Lorax goes Hollywood. Tell me Mike Myers isn't donning a brown Bar-ba-loot suit.

My son recently emerged shaken from an encounter with one of the scariest classics of children's literature. No, not the collected works of Mr. Stine. I refer to the rhyming environmental apocalypse that is “The Lorax.”

You remember the Lorax? He speaks for the trees. Also the brown Bar-ba-loots, in their Bar-ba-loot suits. (Say it with me. It's fun.) But despite the little guy's best efforts, the greedy Once-ler just keeps turning Truffula trees into ugly double-knitted Thneeds.

“I thought Dr. Seuss books were supposed to be happy,” Nate said, wide-eyed and a little tearstained after his cousin screened the 1972 animated short for him. “She kept telling me I needed to relax,” he told me. “But I couldn't bear to watch everything being destroyed by the Once-ler. He's an old crook.”

I remember sitting in an elementary classroom with similar feelings, hoping that the film would break while there were still a few candy-colored Truffulas left. 
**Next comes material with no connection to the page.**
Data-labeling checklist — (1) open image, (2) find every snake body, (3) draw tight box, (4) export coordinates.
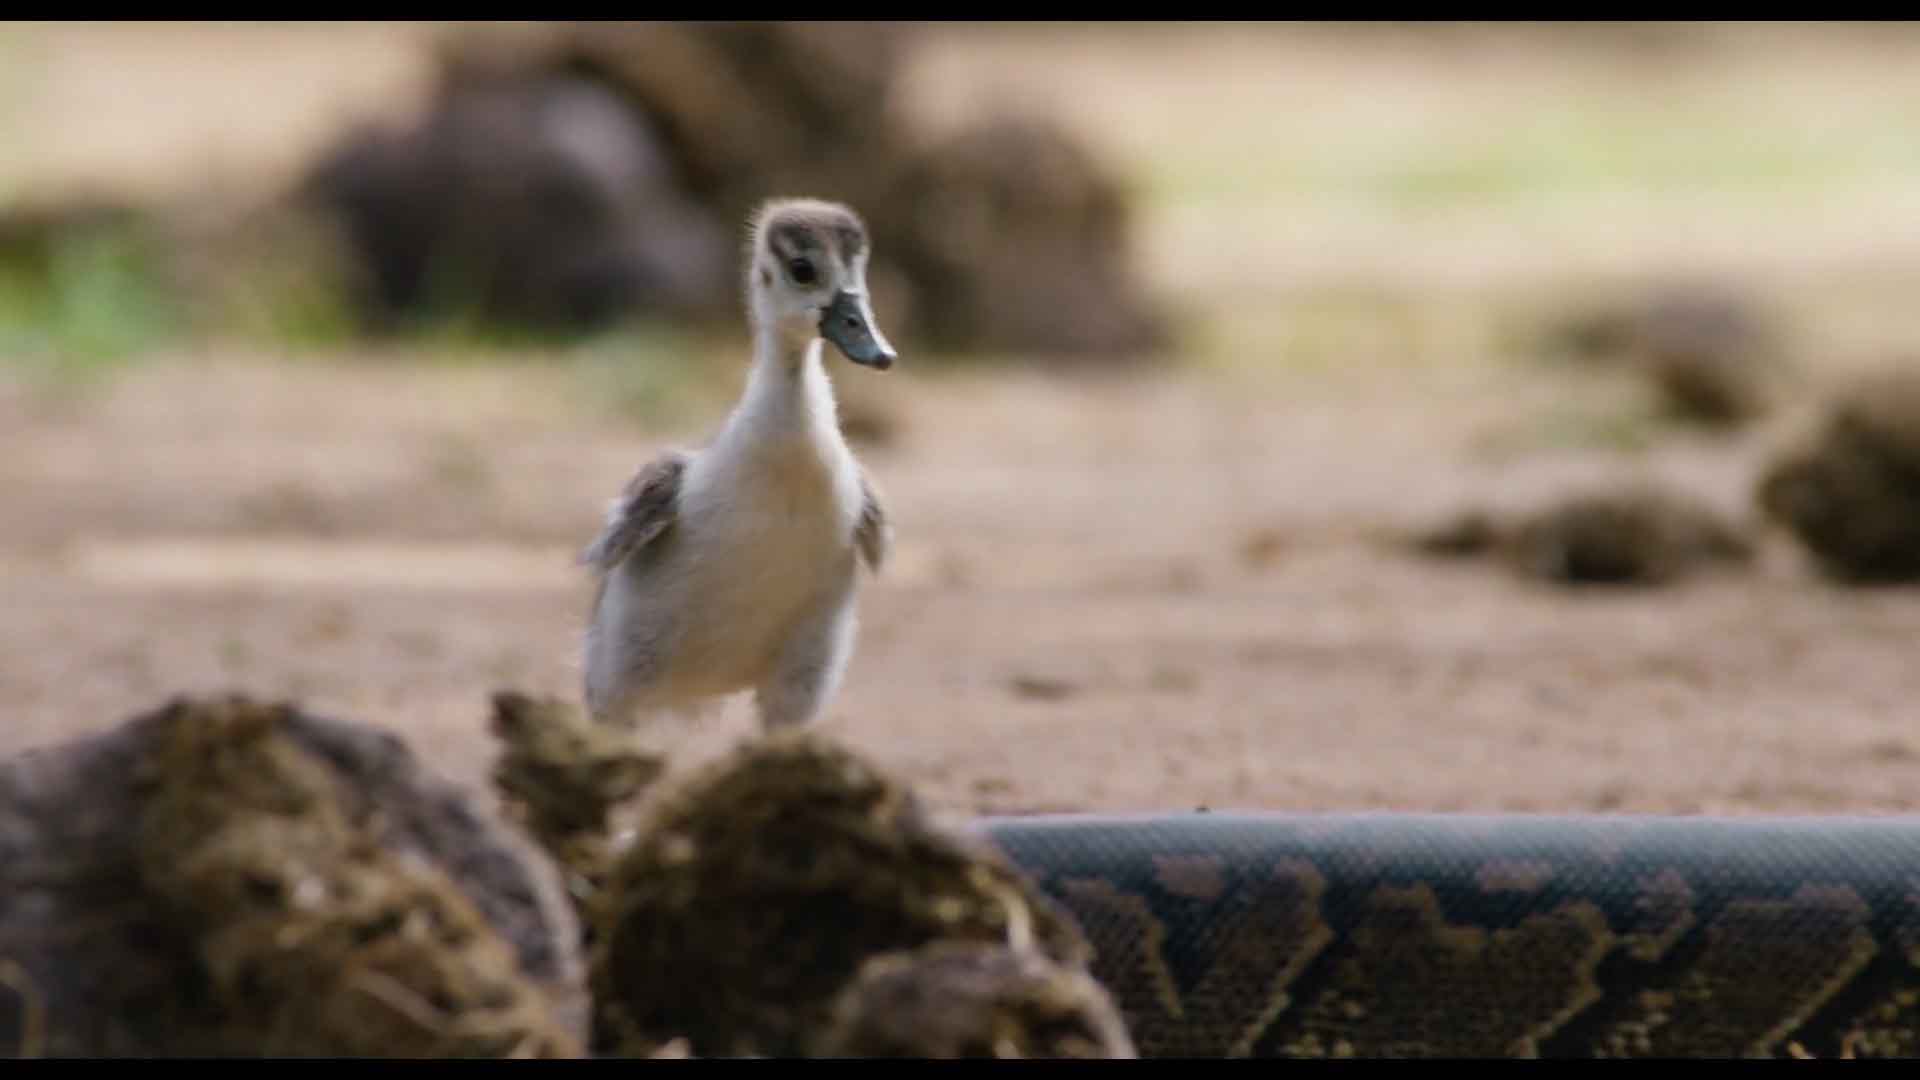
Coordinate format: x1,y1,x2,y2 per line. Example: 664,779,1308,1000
977,812,1920,1058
We've dabbled in Seuss, but that particular book never made the bedtime reading list. For one, he's all about “The Lightning Thief” and “Dragon Slayer's Academy” and for another, I prefer that our time together not be punctuated with outraged protests. Also, as I explained to him, “The Lorax” isn't purely a story. The fable is a powerful piece of propaganda. (I'm not exactly opposed to trees or clean water, so I'm fine with its message.) Not for nothing did Ted Geisel work in advertising before he created “The Cat in the Hat.” 

I know at least one child who became a vegetarian after seeing “Babe,” and I'm betting many of today's environmentalists started out as second-graders determined to bring back the Lorax. The recipe, if you'll recall, is simple: “Plant a new Truffula. Treat it with care. Give it clean water and feed it fresh air. Grow a forest. Protect it from axes that hack. Then the Lorax, and all of his friends, may come back.” How effective is “The Lorax”? I haven't read the book in more than 25 years, and I didn't need to look up that quote.

So, I was a little skeptical when Universal announced yesterday that it is making a new version of “The Lorax,” for release in 2012. At just 22 minutes, it's rough going for the second-grade set. How are they going to stretch it out to two hours? Lots of close ups of axes on trees? A lingering pan to the line of Humming Fish drearily trudging away? (And will the controversial Lake Eerie line that Seuss cut from the book but kept in the DVD make it into the new version?) For sure, there will be plenty of slapstick and some potty humor to soften the uncompromising message, but at bottom, it's not really a heartwarming comedy. Will the Once-ler become a Johnny Appleseed-type convert, sowing Truffula seeds the length of the Street of the Lifted Lorax?

All I have to say is: They'd better not mess with the ending.